Soliman told the conference that regulators in the U.K. and Australia, for example, already have pro-growth mandates. He said these mandates allow them to “reduce systemic barriers to growth, including fees and anti-competitive behaviour.”
Alongside a revised OSC mandate, Soliman said, the task force’s final report also will propose separating the OSC’s tribunal from its regulatory function, while also separating the OSC’s chair and CEO roles.
“We envisage, in short order, a capital markets authority with an oversight and governance board, an independent chair, and a CEO with executive and regulatory responsibility for the OSC. We envisage a separate adjudicative body of administrative experts,” Soliman said.
The same thing was proposed in 2004, following a review by Justice Coulter Osborne. In fact, the same model is proposed for the Cooperative Capital Markets Regulatory System (CCMR) — if and when that effort gets off the ground.
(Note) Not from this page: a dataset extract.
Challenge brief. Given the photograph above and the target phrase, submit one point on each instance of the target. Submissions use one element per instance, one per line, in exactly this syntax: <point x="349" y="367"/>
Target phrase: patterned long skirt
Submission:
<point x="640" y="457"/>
While there’s not much optimism about the CCMR coming to fruition — at least, in the short term — Soliman said that the task force’s final recommendations won’t impede the creation of the CCMR.
“In fact, we are excited at the prospect of additional recommendations that we feel will set the stage much better for a future national regulator,” Soliman said.
In the meantime, David Brown, who was chair and CEO from 1998 to 2005, said he’s concerned about how such a separation could affect the OSC’s standing with the courts and, ultimately, the OSC’s ability to regulate.
Currently, securities regulators are accorded a lot of deference from the courts because the former are seen as experts, Brown said, adding that he worries that separating adjudication could erode this expert status — and thus judicial deference. That erosion could leave the OSC open to more second-guessing of its decisions in court, inviting more litigation and ultimately complicating enforcement, Brown said.
“I think keeping the tribunal as part of the [OSC] is very much a part of the structure. I think it’s working, and I think it would be a mistake to separate it out,” Brown said.
Veteran securities lawyer Phil Anisman has long advocated against separating the OSC’s tribunal from other components of the regulator’s mandate. In his submission to the task force, Anisman argued that there’s a significant benefit to housing policy-making and adjudication within the same agency.
When the OSC’s commissioners are involved in developing regulatory policy, they have a better understanding of the purpose of the rules, Anisman noted. This policy knowledge can help inform the OSC’s efforts to protect the public interest in their rulings, he suggested. At the same time, Anisman’s letter suggests, the OSC’s experience hearing cases can also help shape policy-making: “The benefits of this cross-fertilization have long been recognized.”
Back in 2004, the Osborne committee heard many of the same arguments and ultimately recommended that the OSC’s adjudicative function be separated. In making that recommendation, the committee cited concerns about the perception of bias that comes from an integrated tribunal. The government at the time accepted the recommendation, but never acted on it.
Time will tell if today’s government is prepared to follow through on the task force’s recommendations.